Technologie
Chipriese Intel erholt sich schneller als gedacht
Der US-Chip-Hersteller Intel hat im zweiten Quartal nach eigenen Angaben einen größeren Gewinn erzielt als von Analysten erwartet – allerdings nur, wenn eine von der EU verhängte Rekordstrafe nicht berücksichtigt wird. Der Gewinn betrug nach dieser Berechnung eine Milliarde Dollar oder 18 Cents pro Aktie.
Der weltgrößte Chiphersteller Intel hat im IT-Sektor mit seinen Quartalszahlen und einem optimistischen Ausblick Hoffnung auf bessere Zeiten geweckt. Der US-Konzern behauptet sich in der Wirtschaftskrise besser als erwartet und übertraf im zweiten Quartal die Markterwartungen deutlich. Nach der Vorlage der Zahlen nach US-Börsenschluss legten Intel-Papiere acht Prozent zu. Unter dem Strich schrieb der Konzern wegen der Wettbewerbsstrafe der EU-Kommission jedoch rote Zahlen.
Besonders Intels Ausblick wurde am Markt positiv aufgenommen. Im dritten Quartal erwartet der Chip-Riese einen Umsatz von 8,1 bis 8,9 Milliarden Dollar. Analysten hatten nur mit 7,8 Milliarden Dollar gerechnet. Der Markt für private Computer habe deutlich zugelegt, sagte Intel-Finanzchef Stacy Smith zu Reuters. Besonders gut entwickle sich der asiatische Markt. Das Geschäft mit Unternehmen sei dagegen nach wie vor schwach und Intel rechne hier auch im zweiten Halbjahr nicht mit einer deutlichen Erholung, fügte Smith hinzu.
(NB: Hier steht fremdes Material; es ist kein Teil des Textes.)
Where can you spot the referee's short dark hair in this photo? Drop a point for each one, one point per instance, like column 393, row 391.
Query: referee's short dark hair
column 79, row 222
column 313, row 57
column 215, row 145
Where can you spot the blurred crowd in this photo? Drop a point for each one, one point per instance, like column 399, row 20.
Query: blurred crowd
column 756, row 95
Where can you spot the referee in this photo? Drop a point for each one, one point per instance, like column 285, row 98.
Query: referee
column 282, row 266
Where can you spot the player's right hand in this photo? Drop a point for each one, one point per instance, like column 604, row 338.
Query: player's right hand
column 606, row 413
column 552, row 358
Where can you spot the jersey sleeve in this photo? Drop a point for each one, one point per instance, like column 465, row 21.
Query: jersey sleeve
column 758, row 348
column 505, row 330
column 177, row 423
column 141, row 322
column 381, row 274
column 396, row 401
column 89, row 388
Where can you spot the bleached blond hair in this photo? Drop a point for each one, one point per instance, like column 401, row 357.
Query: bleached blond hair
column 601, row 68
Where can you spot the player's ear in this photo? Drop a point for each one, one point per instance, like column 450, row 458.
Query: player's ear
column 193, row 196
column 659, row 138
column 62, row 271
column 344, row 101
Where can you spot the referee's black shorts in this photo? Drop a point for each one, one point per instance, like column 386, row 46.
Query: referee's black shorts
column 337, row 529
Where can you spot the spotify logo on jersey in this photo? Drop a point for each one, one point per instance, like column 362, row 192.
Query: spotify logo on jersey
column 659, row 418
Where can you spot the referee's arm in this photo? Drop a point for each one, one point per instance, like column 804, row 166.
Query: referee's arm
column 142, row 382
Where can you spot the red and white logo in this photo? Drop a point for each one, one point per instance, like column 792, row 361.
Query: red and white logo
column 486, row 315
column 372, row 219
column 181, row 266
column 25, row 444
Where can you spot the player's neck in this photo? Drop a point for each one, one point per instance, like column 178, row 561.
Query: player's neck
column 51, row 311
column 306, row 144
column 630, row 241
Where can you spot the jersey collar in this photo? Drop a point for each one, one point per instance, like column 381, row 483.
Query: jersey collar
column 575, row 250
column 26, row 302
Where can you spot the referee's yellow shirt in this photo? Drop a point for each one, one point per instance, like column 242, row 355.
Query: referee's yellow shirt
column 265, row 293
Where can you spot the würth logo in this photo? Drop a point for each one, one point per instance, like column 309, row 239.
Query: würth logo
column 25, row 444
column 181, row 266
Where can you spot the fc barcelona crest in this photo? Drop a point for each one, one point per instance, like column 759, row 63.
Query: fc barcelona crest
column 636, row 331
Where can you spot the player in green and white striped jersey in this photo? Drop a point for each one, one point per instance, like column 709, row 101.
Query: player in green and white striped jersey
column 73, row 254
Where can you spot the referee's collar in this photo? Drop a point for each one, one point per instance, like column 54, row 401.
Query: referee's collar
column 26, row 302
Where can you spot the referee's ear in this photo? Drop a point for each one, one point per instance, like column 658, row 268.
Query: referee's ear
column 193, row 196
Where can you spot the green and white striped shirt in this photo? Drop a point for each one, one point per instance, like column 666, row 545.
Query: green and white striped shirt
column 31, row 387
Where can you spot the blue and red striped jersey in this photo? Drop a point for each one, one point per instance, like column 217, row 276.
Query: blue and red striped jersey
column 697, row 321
Intel hat einen Marktanteil von rund 80 Prozent bei Mikroprozessoren und gilt als Konjunkturbarometer für die gesamte IT-Branche.
AUSBLICK VERSPRICHT GUTES
Analysten zeigten sich vor allem über Intels Prognose erfreut, im dritten Quartal eine Bruttomarge von rund 53 Prozent anzuvisieren nach 51 Prozent im zweiten Quartal. Diese Vorhersage mache der gesamten Technologiebranche Mut, sagte Anlage-Stratege Steve Neimeth. "Das verspricht Gutes für viele große Technologiekonzerne wie IBM, Microsoft und Cisco, deren Märkte ähnlich aussehen."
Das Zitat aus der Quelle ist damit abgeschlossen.